MANILA, Philippines - The central bank believes keeping a market-determined foreign exchange rate and a build-up in foreign reserves are appropriate responses to a strengthening peso currency, the central bank governor said.
World financial leaders and central bankers tried to defuse currency tensions during the IMF/World Bank semi-annual meeting at the weekend by calling for more monetary policy coordination globally to avoid foreign exchange volatility, but no concrete plans were laid out for dealing with uneven global growth.
"The strength of the regional currencies is due to a mix of factors, which are really intertwined - an increase in risk appetite partly due to the expectation that Asian economic growth will remain strong, and weakness of the US dollar due to its own fundamental growth and fiscal considerations, among others," central bank Governor Amando Tetangco said in an email to Reuters at the weekend.
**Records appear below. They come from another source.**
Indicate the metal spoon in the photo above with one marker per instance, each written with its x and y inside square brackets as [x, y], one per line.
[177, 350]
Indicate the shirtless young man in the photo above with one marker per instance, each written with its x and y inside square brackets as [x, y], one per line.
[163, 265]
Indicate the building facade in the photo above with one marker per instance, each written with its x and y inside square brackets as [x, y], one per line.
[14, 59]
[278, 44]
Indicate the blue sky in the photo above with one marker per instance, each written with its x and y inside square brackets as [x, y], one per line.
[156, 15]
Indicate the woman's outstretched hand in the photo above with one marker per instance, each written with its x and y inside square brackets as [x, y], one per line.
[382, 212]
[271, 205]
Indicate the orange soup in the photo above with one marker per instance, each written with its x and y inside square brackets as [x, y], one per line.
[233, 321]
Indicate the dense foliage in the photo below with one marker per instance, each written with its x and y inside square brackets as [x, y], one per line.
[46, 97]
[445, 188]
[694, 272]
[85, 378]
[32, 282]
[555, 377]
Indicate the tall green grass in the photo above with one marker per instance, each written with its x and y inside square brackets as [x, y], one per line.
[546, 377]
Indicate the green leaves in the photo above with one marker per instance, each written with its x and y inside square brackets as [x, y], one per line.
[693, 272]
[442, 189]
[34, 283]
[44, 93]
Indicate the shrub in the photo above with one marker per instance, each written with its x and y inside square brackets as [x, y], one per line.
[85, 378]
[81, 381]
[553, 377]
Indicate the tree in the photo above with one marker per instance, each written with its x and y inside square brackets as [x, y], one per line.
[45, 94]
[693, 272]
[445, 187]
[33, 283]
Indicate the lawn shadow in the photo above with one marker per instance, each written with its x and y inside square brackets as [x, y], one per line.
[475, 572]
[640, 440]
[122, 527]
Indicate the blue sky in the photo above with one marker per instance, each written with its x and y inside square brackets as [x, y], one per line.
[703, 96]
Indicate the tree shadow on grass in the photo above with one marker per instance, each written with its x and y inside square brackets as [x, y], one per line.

"In the case of the Philippines, we add the further dimension of strong remittances and BPO (business process outsourcing) receipts," he said.
"Given this multi-dimension, a pragmatic approach comprising a policy mix of maintaining a market-determined FX rate and reserve build up, among others, is what's appropriate."
The Philippine peso has been appreciating along with most regional currencies, boosted by huge foreign funds seeking higher returns in emerging markets, with the peso last week hitting its strongest since May 2008.
Regional central banks have resorted to buying dollars to manage the rapid appreciation of their currencies, with the Philippine central bank's foreign reserves rising 7% to a record $53.542 billion in September from August.
Traders estimate the Philippine central bank has bought $3.1 billion in the market since Sept. 27.
"Indeed coordination among advanced and emerging markets economies is central, and a critical assessment of burden sharing with respect to the cost of adjustment between advanced and emerging markets economies should be made," Tetangco said.
He said there is concern that capital inflows "could come in faster and in larger amounts" as funds reallocate their portfolio to emerging markets and that one should carefully monitor how emerging markets respond to such flows.